As particularidades que o caso julgado pelo STJ apresenta reforça a ideia de ser mínima a possibilidade de extinção sumária de um processo coletivo por fundamento exclusivo na “inadequada representação” da parte autora. Geralmente as ações coletivas envolvem interesse social relevante, quer seja pela dimensão ou característica do dano aos interesses de uma coletividade quer pela relevância do bem jurídico a ser protegido, situação que inclusive dispensa o requisito temporal da constituição da associação autora (pelo prazo mínimo de um ano, art. 5º., § 4º., da Lei 7.347/85). A relevância de um processo com tamanha projeção social e repercussão em termos de benefícios que pode gerar a número grande de pessoas, praticamente impede a sua extinção com fundamento exclusivo em ilegitimidade da parte autora. Ainda que o ente que promove a ação possa eventualmente não preencher os requisitos de legitimação (dispostos no art. 82, inc.

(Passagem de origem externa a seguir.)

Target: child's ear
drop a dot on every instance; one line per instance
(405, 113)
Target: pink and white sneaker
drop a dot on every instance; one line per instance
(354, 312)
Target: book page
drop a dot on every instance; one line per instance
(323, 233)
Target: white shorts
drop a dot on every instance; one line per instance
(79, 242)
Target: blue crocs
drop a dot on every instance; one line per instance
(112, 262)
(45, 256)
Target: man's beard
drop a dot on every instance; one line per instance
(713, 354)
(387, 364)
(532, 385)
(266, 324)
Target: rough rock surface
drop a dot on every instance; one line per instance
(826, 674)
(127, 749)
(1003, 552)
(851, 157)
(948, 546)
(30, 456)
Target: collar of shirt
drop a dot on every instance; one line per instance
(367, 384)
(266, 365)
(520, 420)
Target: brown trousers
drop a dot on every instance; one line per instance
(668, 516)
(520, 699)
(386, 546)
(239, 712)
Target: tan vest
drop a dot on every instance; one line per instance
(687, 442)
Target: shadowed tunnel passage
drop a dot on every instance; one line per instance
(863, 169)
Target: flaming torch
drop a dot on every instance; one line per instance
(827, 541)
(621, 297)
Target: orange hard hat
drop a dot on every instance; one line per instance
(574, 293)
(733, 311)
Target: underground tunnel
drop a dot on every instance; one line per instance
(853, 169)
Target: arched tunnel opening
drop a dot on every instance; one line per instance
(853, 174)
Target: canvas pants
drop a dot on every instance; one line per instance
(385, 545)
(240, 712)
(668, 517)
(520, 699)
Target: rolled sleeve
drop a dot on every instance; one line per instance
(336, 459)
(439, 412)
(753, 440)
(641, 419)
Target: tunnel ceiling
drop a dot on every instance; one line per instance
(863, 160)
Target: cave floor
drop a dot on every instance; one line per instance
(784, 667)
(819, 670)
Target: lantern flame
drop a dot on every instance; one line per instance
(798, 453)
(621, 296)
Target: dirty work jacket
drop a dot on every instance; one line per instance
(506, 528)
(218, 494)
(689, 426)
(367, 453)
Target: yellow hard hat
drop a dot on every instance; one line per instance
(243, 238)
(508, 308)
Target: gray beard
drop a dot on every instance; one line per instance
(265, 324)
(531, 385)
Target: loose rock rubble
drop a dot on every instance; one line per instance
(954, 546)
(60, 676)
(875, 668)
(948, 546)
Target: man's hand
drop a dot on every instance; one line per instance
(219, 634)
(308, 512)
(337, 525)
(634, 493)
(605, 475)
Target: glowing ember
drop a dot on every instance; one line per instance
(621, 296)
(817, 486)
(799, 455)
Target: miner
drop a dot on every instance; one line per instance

IV, do CDC, e art. 5º., V, da Lei 7.347/85), o magistrado processante do feito não pode simplesmente adotar solução pela extinção do processo, pois tem que oportunizar a assunção da causa por outros legitimados, conforme já decidiu o STJ no julgamento do REsp 1177453/RS, assim ementado:
“PROCESSUAL CIVIL. AÇÃO CIVIL PÚBLICA. MICROSSISTEMA DE TUTELA DE DIREITOS COLETIVOS (EM SENTIDO LATO). ILEGITIMIDADE ATIVA. APLICAÇÃO, POR ANALOGIA, DOS ARTS. 9º DA LEI N. 4.717/65 e 5º, § 3º, DA LEI N. 7.347/85. POSSIBILIDADE. ABERTURA PARA INGRESSO DE OUTROS LEGITIMADOS PARA OCUPAR O PÓLO ATIVO DA DEMANDA. EXTINÇÃO SEM RESOLUÇÃO DE MÉRITO. MEDIDA DE ULTIMA RATIO. OBSERVAÇÃO COMPULSÓRIA DAS REGRAS DE DISTRIBUIÇÃO DE COMPETÊNCIA ABSOLUTA.
[...]
5. De acordo com a leitura sistemática e teleológica das Leis de Ação Popular e Ação Civil Pública, fica evidente que o reconhecimento da ilegitimidade ativa para o feito jamais poderia conduzir à pura e simples extinção do processo sem resolução de mérito. 6. Isto porque, segundo os arts. 9º da Lei n. 4.717/65 e 5º, § 3º, da Lei n. 7.347/85, compete ao magistrado condutor do feito, em caso de desistência infundada, abrir oportunidade para que outros interessados assumam o pólo ativo da demanda.
7. Embora as referidas normas digam respeito aos casos em que parte originalmente legítima opta por não continuar com o processo, sua lógica é perfeitamente compatível com os casos em que faleça legitimidade a priori ao autor. Dois os motivos que levam a esta assertiva.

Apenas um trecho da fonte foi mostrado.